でも、こんなのやっても、何にもならないよな……縫い物だとかミシンだとか。別にそんなの覚えなくても、オレは、絶対困らないぞ。


 オレはヒーロー跡目候補としてここにいるんだ。


 こんなのやらせなくてもいいんじゃない? 授業中はおとなしく寝てやってるんだから。


ふと、オレは思った。


 やっぱり、オレはやらなくてもいいよね。オレ、今は男子だし……こういうのは、やっぱり、女子に任せた方が……

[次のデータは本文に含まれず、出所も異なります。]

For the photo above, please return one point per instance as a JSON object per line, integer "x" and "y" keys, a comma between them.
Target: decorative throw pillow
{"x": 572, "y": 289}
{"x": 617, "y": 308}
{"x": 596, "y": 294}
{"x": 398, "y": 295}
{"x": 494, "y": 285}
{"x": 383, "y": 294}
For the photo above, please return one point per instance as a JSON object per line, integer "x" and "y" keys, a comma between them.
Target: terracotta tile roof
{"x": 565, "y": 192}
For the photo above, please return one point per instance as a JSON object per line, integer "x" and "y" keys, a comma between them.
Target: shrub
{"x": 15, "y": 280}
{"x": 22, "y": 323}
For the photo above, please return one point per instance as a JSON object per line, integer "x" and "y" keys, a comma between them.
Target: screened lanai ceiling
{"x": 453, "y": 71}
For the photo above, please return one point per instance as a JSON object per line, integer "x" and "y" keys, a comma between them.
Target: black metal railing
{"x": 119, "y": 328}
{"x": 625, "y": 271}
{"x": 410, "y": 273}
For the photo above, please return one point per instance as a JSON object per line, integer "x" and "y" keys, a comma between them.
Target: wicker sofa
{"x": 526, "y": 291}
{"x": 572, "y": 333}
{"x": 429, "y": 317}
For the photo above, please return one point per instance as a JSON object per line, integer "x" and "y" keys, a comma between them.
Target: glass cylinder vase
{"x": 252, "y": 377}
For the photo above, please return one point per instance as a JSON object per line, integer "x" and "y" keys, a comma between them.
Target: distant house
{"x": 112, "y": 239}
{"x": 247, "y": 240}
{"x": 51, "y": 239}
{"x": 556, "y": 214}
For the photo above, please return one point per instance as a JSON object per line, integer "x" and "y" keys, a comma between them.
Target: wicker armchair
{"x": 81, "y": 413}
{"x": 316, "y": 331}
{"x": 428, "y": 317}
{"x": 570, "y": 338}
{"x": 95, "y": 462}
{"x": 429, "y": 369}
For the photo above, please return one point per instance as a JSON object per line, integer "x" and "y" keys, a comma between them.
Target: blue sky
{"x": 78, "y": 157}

うん、みんな熱心にやってる。得意そうな女子、多いな。


 ちょっと、やってもらえば、いいんじゃないか? 問題ないよね。


 オレは、仮に、裁縫なんて覚えたところで、すぐ忘れるんだし。上手い子が、もっと上手くなるために、オレの分もやってもらう。それがいいんじゃないかな。そうだ。

 

 名案だ。


どんどん、そう思えてきた。


よし、これでいこう。


 今日のオレも、冴えてるぜ。


オレは立ち上がった。


 そして、オレの課題の、ハンカチを、ヒラヒラとさせる。


 「おーい、女子、誰か、オレの分、やっとけ」


 クラス中が、静まり帰った。


みんな、オレを見ている。


ぎょっとしているようだ。

 


フッ、



 驚いたようだな。


キサマら、オレを誰だと思ってるんだ。オレはヒーローだぞ。硬派なんだぞ。ヒーローが、硬派が、チクチク縫い物したり、ミシンだとか、やれるわけないだろう。


 だいたい、男ってのはなあ、


 スッと、オレの前に、誰か立った。


この、ヒーローの前に。


あ、委員長。


 そこに立っていたのは、紛れもなく、クラス委員長、剣華優希(けんばな ゆき)だった。


 どうしたんですか? 委員長?


オレを見下ろしちゃって。


 あれ?


すごく、怖い顔をしている。今までで見た、一番怖い顔。


 どうしたんだろう。いったい、なにが……?


 バチーン!! BATIIIIIIN!!!


 うわわわわっ!!


 殴られた!


定規だ。定規で殴られた!!


痛ええ!

 

 オレは、崩れ落ちた。


 ただ、もう、委員長を、見上げるしかない。


 なんなんですか? なんでまた、暴力を?


 委員長剣華優希(けんばな ゆき)の瞳、怒りに燃えあがっている。